Один из жигитов, тот, который учился у муллы русскому языку, обратился ко мне:
— У тебя есть удостоверение личности?
— Есть!
— Ну-ка, покажи!
В нагрудном кармане теплой рубашки под бешметом хранились у меня три листа бумаги, свернутые каждый в отдельности. Один из них чистый, другой с казахским текстом, а третий — удостоверение на русском языке.

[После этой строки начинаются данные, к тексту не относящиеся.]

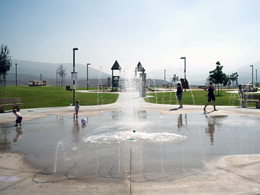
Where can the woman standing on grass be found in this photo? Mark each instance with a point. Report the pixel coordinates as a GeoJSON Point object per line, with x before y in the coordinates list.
{"type": "Point", "coordinates": [211, 96]}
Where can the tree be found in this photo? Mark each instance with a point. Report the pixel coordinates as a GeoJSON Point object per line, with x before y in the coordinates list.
{"type": "Point", "coordinates": [234, 77]}
{"type": "Point", "coordinates": [175, 79]}
{"type": "Point", "coordinates": [217, 76]}
{"type": "Point", "coordinates": [5, 64]}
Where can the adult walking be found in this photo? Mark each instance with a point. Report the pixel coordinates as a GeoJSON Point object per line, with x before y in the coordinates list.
{"type": "Point", "coordinates": [179, 94]}
{"type": "Point", "coordinates": [211, 96]}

Нарочито обнаруживая свою неловкость, я вынул чистый лист и, разворачивая, подал его жигиту.
— Друг, так ведь это чистая бумага, — заметил он.
— А-а, тогда, наверно, вот это! — Я подал ему второй лист с казахским текстом, тоже в свернутом виде.
— Эй, да и это у тебя простая бумага! — упрекнул меня жигит.
— Ах ты, опять ошибся! — сказал я с наигранным огорчением и подал свое «настоящее» удостоверение.
Увидев печать и штамп, жигит успокоился. Возвращая мне удостоверение, он многозначительно заметил — Заверни получше. Можешь потерять, простофиля.
Со дня бегства из лагеря только сейчас мне впервые пришлось показать свое удостоверение. «Вот каков наш брат казах!» — невольно подумалось мне.
Еще раз подробно расспросив дорогу к моему нагашы, я разделся, постелил свою одежду на закопченную кошомку и с удовольствием растянулся…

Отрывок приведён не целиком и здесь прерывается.